Yürüyemeyen ve konuşamayan çocuklara dinî, sihrî, halk hekimliği yöntemleri ve hastanede tedaviler uygulanmaktadır. Yürüyemeyen çocuğun ilk önce kösteği kırılır ve bu şekilde yürütülmeye çalışılır. Nazar inancı yörede hâkimdir. Çocuğa nazar değdiğine inanılırsa, hocaya götürülür, ona muska yazdırılır; yatır ve ocağa götürülür. Konuşamayan çocuğa, bazı yaşlı kadınlar tarafından dilaltının kesilmesi, çocuğun dile gelmesi için büyüklere dua edilmesi gibi uygulamalar görülür. Devamlı ağlayan çocuklar genellikle hocaya götürülür ve muska yaptırılır. Çocuğun ilk dişi çıktığında aile arasında “hedik” yapılarak kutlanır ve komşulara dağıtılır.
Sünnet daha çok hasat mevsiminden sonra yapılmaktadır. Sünnet töreni öncesi ailenin yakınlarından veya babanın arkadaş çevresinden bir kirve seçilir. Aileler arasındaki bağın gelişmesi ve güçlenmesi, sosyal ilişkilerin kalıcı olması ve dayanışmanın artması adına kirvelik kavramı halk arasında önemlidir.

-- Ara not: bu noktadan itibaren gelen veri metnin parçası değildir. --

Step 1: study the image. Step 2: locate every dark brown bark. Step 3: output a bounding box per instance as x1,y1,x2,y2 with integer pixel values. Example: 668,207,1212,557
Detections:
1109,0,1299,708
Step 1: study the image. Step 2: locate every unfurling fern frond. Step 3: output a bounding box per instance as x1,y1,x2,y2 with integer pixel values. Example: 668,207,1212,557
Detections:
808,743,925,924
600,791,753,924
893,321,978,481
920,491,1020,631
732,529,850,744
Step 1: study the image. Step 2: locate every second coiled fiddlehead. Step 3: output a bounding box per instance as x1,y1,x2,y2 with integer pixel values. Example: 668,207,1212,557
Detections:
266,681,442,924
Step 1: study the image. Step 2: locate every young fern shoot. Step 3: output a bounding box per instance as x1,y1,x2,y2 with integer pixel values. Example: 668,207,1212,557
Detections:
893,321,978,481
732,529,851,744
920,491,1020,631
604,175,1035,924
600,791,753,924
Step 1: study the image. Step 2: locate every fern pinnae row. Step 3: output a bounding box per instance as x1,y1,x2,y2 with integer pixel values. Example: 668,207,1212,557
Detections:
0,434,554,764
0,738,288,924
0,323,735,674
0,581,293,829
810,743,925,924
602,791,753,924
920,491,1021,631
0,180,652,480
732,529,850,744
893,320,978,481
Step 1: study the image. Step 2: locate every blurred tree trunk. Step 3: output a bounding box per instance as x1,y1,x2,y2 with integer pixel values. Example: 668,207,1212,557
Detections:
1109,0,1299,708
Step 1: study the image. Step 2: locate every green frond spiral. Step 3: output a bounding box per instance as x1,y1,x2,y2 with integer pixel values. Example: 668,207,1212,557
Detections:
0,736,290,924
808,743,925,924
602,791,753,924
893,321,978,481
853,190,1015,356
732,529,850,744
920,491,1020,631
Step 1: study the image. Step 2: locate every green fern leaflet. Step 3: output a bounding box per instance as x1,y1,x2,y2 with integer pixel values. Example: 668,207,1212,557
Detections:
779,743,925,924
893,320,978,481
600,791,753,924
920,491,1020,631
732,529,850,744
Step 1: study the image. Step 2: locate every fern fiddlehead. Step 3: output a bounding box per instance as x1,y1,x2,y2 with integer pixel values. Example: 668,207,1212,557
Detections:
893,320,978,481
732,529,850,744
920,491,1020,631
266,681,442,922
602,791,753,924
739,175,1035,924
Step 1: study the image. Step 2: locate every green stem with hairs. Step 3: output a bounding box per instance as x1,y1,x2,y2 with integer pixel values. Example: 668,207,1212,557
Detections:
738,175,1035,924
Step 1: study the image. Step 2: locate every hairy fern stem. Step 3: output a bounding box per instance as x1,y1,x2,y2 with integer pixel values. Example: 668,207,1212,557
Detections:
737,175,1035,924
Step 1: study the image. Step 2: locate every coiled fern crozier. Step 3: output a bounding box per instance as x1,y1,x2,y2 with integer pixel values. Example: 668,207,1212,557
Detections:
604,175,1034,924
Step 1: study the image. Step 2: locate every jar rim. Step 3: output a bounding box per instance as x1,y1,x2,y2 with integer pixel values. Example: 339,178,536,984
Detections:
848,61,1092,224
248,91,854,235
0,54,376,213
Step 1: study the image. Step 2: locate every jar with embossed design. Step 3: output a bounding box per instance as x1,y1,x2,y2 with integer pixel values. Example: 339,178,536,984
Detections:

Askerlik yörede kutsal kabul edilir ve askere gitmeyenlere iyi bir gözle bakılmaz. Askere gitmeden önce mevlit ve dualar okunur, askerin ihtiyaçları karşılanır. Askere giden gençlerin aileleri diğer askerlere sırasıyla yemek verir. Askere gönderme törenlerinde en dikkat çeken uygulama, bir ailenin evinden alınan ekmeğin bir bölümü asker tarafından yenilir, geriye kalan ekmek saklanır ve askerlik dönüşü genç o kalan ekmeği de yer. Bu, askerin rızkının bitmemesi adına yapılan bir uygulamadır.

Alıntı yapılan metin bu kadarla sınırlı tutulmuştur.